Carefully crafted interdisciplinary lessons can help us recover valuable instructional time. For instance, embedded in most language arts standards are numerous opportunities to address research, presentation, and technological skills standards. The same can be said for social studies and science content. At grade levels where teachers specialize, time can be saved by teachers in several content areas divvying the tasks required to meet certain standards that span their subjects. Each teacher can complete a part of the lesson in his or her class.

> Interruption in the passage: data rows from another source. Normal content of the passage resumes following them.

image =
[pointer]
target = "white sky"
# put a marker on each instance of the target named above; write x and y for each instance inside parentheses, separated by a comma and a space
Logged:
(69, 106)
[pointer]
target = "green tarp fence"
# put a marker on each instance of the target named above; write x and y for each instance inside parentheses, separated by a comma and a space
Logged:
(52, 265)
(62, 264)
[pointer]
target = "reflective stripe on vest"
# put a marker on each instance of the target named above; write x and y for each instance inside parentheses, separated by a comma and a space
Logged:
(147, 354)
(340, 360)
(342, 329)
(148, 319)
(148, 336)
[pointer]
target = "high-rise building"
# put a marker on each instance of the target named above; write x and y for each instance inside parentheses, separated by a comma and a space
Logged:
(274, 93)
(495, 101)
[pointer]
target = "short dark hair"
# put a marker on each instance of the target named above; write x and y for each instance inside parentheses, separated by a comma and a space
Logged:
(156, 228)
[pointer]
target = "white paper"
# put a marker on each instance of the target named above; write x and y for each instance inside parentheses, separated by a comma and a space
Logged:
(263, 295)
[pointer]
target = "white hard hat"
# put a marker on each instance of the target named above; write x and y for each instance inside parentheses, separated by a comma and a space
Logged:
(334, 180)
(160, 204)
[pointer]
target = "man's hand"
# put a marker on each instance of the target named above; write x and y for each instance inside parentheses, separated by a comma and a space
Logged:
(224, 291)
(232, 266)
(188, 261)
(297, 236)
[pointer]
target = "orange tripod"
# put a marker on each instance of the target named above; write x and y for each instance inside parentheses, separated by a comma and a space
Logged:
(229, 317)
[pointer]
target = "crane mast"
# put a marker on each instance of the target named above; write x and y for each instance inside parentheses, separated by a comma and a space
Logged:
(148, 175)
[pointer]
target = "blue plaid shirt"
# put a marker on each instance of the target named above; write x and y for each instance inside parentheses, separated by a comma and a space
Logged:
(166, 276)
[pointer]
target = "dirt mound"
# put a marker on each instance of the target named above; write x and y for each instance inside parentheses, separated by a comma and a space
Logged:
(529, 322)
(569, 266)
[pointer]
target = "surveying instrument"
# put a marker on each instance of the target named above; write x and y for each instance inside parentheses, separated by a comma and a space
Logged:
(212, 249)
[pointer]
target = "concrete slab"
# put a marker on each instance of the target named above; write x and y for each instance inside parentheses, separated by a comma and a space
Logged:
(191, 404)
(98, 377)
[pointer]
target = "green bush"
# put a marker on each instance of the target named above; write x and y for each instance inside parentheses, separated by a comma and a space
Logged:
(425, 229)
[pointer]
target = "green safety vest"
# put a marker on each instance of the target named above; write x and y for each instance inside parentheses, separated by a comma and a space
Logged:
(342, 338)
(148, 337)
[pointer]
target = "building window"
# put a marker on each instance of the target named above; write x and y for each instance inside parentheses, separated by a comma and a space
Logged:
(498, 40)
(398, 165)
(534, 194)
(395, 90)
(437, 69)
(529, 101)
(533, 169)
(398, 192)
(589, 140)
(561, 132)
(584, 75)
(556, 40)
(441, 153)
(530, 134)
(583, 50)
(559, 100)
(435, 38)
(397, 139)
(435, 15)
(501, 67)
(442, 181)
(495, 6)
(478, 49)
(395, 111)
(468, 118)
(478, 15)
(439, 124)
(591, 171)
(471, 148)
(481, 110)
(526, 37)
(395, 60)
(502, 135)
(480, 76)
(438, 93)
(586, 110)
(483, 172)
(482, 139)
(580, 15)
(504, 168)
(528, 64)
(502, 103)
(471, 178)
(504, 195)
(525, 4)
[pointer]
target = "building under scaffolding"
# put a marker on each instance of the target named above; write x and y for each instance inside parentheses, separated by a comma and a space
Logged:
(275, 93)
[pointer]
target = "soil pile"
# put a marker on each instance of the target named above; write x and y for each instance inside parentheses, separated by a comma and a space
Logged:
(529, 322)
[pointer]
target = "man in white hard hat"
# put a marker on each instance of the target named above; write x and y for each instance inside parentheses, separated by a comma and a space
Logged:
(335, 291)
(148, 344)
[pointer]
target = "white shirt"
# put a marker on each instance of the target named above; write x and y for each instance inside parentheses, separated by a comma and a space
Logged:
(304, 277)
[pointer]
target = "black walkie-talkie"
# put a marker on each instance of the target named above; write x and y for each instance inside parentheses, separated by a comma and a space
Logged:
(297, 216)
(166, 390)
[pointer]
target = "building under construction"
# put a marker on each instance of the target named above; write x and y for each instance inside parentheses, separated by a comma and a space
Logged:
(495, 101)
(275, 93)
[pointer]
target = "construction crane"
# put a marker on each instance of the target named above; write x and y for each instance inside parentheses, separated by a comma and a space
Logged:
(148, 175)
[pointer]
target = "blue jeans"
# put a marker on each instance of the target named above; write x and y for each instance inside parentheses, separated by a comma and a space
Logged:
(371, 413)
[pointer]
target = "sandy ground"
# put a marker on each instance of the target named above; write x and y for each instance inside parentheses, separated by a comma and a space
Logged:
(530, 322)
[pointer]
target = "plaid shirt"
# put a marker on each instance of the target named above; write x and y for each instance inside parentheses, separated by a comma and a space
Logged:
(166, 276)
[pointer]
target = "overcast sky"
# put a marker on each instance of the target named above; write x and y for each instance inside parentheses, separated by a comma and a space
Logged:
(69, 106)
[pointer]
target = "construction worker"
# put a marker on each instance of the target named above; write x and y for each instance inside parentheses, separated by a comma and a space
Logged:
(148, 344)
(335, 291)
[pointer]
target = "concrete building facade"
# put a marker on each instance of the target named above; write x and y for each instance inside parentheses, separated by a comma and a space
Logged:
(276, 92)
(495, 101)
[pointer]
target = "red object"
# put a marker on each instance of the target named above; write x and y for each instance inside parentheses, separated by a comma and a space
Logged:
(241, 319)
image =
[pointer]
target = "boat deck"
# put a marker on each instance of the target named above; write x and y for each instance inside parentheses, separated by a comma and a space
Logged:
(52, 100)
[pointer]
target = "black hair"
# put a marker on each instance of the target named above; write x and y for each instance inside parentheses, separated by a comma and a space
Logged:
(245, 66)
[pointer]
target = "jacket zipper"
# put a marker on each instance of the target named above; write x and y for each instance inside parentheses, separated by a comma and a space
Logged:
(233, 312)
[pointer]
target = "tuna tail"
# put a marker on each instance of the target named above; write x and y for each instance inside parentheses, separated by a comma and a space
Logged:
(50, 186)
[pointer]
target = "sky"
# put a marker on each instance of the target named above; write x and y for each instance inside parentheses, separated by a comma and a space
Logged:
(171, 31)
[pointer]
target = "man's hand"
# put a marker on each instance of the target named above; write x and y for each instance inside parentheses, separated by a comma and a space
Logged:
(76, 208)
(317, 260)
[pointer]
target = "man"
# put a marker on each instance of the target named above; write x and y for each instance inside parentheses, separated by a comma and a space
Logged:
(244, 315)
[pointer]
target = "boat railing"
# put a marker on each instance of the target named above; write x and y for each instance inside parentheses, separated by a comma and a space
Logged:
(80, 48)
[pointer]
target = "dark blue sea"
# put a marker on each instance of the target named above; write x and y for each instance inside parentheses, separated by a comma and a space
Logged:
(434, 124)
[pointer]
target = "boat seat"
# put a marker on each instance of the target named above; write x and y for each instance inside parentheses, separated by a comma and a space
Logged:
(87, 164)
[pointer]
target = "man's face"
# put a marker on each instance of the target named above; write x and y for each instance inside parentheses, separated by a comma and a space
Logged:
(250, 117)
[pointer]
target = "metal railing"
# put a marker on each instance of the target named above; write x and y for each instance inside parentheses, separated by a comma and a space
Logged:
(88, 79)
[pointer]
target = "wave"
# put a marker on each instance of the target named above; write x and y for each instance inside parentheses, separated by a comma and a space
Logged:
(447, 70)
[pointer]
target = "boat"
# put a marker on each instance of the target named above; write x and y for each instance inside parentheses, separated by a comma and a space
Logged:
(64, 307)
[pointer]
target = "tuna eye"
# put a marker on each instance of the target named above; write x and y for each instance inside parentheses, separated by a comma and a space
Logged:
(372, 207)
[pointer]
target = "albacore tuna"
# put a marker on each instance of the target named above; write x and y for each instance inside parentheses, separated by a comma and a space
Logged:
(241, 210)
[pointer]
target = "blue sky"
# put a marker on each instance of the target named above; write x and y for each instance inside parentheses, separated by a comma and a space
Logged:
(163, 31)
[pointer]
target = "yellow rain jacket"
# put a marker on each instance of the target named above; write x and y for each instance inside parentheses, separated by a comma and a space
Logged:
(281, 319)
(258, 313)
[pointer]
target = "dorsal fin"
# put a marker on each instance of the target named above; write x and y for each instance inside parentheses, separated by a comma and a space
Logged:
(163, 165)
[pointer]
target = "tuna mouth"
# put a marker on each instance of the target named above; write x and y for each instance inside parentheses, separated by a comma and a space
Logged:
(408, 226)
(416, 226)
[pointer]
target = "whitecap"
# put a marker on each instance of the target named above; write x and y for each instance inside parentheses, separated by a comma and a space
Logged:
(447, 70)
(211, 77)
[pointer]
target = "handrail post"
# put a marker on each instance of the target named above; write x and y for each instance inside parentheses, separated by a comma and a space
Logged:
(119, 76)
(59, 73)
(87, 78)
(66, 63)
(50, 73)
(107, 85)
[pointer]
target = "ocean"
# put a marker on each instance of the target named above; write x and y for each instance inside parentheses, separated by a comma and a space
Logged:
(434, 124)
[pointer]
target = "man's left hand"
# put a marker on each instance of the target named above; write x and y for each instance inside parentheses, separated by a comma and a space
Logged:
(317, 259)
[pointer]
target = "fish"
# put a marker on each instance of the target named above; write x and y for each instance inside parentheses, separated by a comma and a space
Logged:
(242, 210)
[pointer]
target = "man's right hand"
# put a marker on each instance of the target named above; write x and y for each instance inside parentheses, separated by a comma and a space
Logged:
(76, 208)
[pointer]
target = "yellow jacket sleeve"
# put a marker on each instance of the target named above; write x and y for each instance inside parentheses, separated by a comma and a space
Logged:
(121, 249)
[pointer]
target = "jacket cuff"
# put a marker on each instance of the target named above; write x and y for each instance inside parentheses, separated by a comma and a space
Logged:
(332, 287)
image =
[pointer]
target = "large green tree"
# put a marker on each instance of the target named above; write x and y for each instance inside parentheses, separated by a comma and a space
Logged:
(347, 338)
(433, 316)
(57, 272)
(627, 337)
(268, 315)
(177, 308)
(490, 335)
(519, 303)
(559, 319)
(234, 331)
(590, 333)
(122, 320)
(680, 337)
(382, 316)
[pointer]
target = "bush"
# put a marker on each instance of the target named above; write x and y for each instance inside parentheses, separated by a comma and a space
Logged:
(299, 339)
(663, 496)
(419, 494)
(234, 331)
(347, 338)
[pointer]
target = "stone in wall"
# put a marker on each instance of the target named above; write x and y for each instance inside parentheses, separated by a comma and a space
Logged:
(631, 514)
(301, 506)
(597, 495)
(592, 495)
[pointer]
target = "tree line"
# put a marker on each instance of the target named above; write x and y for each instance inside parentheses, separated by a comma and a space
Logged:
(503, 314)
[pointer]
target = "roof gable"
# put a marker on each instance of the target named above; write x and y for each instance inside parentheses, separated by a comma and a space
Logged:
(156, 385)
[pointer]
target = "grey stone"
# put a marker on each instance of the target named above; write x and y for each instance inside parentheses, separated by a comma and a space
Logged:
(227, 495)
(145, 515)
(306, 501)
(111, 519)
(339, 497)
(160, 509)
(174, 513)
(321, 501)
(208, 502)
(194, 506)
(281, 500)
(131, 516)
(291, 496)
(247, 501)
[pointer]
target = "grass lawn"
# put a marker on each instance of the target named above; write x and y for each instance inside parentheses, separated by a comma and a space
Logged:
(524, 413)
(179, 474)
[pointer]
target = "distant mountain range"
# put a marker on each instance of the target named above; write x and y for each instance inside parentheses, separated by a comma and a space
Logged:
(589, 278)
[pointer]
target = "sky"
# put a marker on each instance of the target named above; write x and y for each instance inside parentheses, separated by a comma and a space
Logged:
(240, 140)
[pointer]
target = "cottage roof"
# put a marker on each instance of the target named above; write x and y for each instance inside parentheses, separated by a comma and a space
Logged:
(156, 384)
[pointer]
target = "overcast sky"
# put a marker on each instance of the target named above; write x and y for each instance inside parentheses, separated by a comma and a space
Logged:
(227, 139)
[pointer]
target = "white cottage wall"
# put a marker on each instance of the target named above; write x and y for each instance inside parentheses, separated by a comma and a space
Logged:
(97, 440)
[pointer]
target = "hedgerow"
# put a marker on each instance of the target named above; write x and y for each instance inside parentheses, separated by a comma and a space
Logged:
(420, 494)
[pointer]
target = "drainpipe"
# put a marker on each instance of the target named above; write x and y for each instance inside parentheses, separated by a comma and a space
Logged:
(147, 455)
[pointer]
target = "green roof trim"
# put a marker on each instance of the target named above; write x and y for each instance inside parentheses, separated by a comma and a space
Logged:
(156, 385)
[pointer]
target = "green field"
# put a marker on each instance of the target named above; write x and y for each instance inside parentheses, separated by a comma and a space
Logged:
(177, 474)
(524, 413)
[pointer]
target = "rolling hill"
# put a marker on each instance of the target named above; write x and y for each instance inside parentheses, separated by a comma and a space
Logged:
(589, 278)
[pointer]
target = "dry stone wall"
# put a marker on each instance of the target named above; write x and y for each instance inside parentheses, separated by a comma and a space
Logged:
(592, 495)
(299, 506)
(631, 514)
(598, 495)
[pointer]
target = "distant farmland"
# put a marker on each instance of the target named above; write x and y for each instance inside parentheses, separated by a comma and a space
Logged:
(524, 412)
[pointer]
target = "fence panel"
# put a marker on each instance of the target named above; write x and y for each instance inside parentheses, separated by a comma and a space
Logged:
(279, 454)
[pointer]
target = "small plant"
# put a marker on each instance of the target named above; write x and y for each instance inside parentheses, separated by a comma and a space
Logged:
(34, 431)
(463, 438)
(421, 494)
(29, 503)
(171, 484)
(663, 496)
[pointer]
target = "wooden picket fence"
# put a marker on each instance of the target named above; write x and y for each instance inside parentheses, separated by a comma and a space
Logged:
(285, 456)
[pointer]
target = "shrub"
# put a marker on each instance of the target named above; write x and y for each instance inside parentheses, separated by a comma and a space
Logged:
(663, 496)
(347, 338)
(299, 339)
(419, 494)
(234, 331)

One of my best interdisciplinary lessons emerged when I was teaching both language arts and social studies, and I was struggling to find the time to teach my students the complete curriculum. Although this lesson won a Governor’s Award from the Florida Council on Economic Education, it is much more than an economics lesson. “The Real World” project begins with a hypothetical situation in which students have just graduated from college and now must move to another state to start their adult lives. The unit provides students the opportunity to learn about geography and the research process; explore careers; calculate loan amounts and salaries after taxes; write expository, narrative, and creative pieces; develop a budget; use technology to gather information and present a product; and more. My students loved it.
Students are enthusiastic about this project and many other interdisciplinary units with similar elements because they provide students with learning experiences that are hands-on and relevant to their lives. These experiences typically involve teamwork, problem solving, and creative and critical thinking skills. These are skills students will need in the 21st century, and they will carry what they gain through these memorable learning adventures into adulthood.
‘No Subject Is an Island’
A strong caution: Interdisciplinary lessons must be carried out with fidelity and integrity. Educators with expertise in various subjects should spend time determining where these lessons logically fit in the flow of teaching and learning. And while interdisciplinary lessons will save educators time over the long haul, they do involve extensive upfront planning. Cross-curricular connections should not be forced. They cannot and should not be used for every lesson.
For instance, I know of one school district that tried to incorporate elementary social studies into daily reading instruction with disastrous results. The allotted time for social studies became extra reading skills practice with little or no emphasis on the actual social studies standards and curriculum. A few teachers even chose to eliminate the social studies altogether. Furthermore, students who did not enjoy the reading drill came to despise social studies—a true tragedy!
It’s not the nature of knowledge to be divided up into little boxes called subjects. In reality, no subject is an island. Aspects of each can be found in others. Subjects are a curricular convenience, an organizing tool—not the exclusive turf of particular teachers or class periods—and they must not be treated that way.
By stressing connections across the curriculum, learning becomes more meaningful and engaging to our students. Additionally, interdisciplinary teaching can revitalize us by increasing instructional time, promoting more collaboration within our professional communities, and giving us the satisfaction of knowing that we are acting in the best interests of our students, while simultaneously addressing standards that otherwise might be brushed over or ignored altogether in the mad rush to get ready for the Test.
Anthony S. Colucci, a National Board-certified teacher, coordinates and teaches the gifted-student program at four elementary schools in Central Florida. In an October article for Education Week Teacher, he wondered “What Would Walt Disney Learn in School Today?”